[From Bill Powers (931006.2100 MDT)]
Hal Pepinsky (931006) --
My theory says the components must be a surprise to affirm that
we have the power to learn what we do not already know and are
extending the diversity to which we accommodate.
OK, I'll accept this as a statement that follows from your
theory. Can you tell me how you arrived at this statement, so I
could apply the same reasoning independently and verify that I
arrive at the same conclusion?
···
--------------------------------------------------------------
Martin Taylor (931006.1730 EDT) --
It is easiest to contemplate ECSs in which the PIF is a
monotonic function of some space defined by "attribute signals"
(sensory signals or lower-level perceptual signals); but there
is no requirement that a PIF have this characteristic, and
indeed in some of his tutorial discussions recently (to Hal?)
Bill has been dealing with control in a world in which the
perceptual function is non-monotonic. The perceptual signal is
single-valued, but its value changes non- monotonically as a
function of any path within the space of attribute values.

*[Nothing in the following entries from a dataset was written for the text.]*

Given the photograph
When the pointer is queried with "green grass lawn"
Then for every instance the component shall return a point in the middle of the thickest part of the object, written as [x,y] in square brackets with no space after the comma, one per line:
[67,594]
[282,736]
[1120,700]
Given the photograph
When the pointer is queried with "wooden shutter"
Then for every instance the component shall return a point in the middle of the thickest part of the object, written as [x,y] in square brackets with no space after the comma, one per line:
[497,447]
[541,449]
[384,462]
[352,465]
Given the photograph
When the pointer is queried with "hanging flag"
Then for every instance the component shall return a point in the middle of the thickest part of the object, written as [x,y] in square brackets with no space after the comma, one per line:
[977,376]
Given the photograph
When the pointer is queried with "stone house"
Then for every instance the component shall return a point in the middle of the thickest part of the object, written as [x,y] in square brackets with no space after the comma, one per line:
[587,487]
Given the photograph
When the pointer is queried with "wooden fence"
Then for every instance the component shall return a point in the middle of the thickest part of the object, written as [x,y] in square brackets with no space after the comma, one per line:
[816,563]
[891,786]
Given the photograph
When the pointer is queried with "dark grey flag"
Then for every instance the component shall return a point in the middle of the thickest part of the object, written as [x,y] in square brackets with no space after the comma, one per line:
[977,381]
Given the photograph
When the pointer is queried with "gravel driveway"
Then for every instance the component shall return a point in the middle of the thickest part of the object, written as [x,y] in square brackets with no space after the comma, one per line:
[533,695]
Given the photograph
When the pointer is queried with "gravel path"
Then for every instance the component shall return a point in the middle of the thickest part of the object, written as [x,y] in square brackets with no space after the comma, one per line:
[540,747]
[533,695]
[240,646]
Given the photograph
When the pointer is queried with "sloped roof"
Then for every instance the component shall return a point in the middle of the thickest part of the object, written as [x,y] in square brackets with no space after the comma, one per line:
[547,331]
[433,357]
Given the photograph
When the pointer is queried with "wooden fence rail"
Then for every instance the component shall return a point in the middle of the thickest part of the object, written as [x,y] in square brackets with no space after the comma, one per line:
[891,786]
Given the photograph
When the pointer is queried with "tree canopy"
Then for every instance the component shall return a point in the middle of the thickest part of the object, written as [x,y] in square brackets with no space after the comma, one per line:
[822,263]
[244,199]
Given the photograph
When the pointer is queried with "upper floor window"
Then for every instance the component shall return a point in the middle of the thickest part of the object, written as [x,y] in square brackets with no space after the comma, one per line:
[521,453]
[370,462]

Perceptual signals are always "single valued" in that they can
have only one value at a time. But they are not necessarily
single-valued in terms of the lower-level set of perceptions from
which they are derived. There is no need for the input function
to be monotonic. The perceptual signal itself is what the system
controls; it doesn't matter at all if that same value of
perceptual signal can be produced by many different arrangements
of the lower-level world. Just consider a perceptual function
that perceives the sine of the angle of rotation of a line
segment. The line might rotate 0.5 radians and produce a signal
of 70 units. Or the line might rotate 2*pi*n+0.5 radians and
produce exactly the same signal. In either case, the control
system could latch onto the line and control it so it produces 70
units of signal, ignoring the number of previous whole rotations.
The control system does not care what the objective situation is.
As long as there is a reachable region of negative feedback, a
control system does not care about local maxima or minima. It can
control quite well in the presence of either. It simply skips
past regions of positive feedback, automatically.
... there are no points in the attribute space that form a
local maximum or minimum. This is the form usually used in a
node of a multilayer perceptron, and is at the base of my
repeated claim that a four-layer HPCT structure could control
any temporal-spatial configuration whatever.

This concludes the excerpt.